12. In the case of CIT v. Phabivmal and Sons , it was considered that letting out of a building and realising rent therefrom did not amount to carrying on of business and was incidental to ownership. It was found that there was no business in the act of letting out of a building of which one is an owner. In that case, the co-owners agree to divide the rents by letting out a building. That is not the case over here, Letting out could be a business, if letting out was done for exploitation of the property commercially. In this regard, the decisions given by the apex court in Sultan Brothers Pvt. Ltd. v. CIT [1964] 51 ITR 353 and S. G. Mercantile Corporation P. Ltd. v. CIT [1972] 83 ITR 700 are relevant.
13. The question which has been referred by the Tribunal was on the appli
cation of the Revenue that there was no business activity in letting out of
the property. As stated above, letting can also be a business. A firm is not
in existence if it is bogus or not genuine. A finding has been recorded by
the Tribunal that the firm is genuine. The assessee has made further constructions in furtherance of its object to carry on business as per deed of
partnership. The income received therefrom may be by way of rent but
was for commercial consideration. As such we are of the view that the
Appellate Tribunal was right in law in holding that the assessee-firm is
required to be considered as a genuine firm and also entitled to registration.
14.
In S.G. Mercantile Corporation P. Ltd. v. CIT [1972] 83 ITR 700, it was considered that the activity of taking a property on lease, setting up a market thereon and letting out shops and stalls in the market is a business activity. It was further observed that the residuary head of income can be resorted to only if none of the specific heads is applicable to the income in question ; it comes into operation only after the preceding heads are excluded.

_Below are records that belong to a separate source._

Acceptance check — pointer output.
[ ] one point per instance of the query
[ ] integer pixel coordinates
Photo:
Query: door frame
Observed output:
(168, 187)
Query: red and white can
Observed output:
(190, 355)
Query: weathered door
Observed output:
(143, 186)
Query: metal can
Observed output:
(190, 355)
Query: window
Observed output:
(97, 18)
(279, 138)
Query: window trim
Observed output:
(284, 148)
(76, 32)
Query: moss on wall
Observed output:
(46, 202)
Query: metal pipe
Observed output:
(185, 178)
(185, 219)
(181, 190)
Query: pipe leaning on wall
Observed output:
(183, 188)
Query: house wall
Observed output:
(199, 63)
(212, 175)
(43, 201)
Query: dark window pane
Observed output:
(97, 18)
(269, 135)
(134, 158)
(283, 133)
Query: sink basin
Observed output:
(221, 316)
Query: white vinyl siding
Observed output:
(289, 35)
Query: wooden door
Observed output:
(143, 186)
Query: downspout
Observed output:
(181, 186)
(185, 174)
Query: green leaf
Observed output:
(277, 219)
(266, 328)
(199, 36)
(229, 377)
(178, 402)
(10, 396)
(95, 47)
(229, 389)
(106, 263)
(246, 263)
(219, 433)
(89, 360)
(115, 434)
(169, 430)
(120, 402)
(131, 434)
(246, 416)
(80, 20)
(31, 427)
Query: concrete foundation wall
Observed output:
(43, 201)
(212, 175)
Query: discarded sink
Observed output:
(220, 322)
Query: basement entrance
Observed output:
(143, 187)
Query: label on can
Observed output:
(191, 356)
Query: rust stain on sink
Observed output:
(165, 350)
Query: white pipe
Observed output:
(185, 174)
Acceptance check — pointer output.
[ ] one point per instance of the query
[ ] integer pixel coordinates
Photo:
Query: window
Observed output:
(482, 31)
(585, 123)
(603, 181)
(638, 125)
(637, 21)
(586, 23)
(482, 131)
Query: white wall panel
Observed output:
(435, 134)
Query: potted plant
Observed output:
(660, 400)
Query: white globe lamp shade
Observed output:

15. The Supreme Court in Nalinikant Ambalal Mody v. S.A.L. Narayan Row, CIT [1966] 61 ITR 428 observed (headnote): “Whether an income falls under one head or another has to be decided according to the common notions of practical men, for the Act does not provide any guidance in the matter”. If the intention of the partners was to take the property on sublease and then let it out, the object for which the firm was constituted is achieved.
16. Reference is accordingly answered in favour of the assessee and against the Revenue.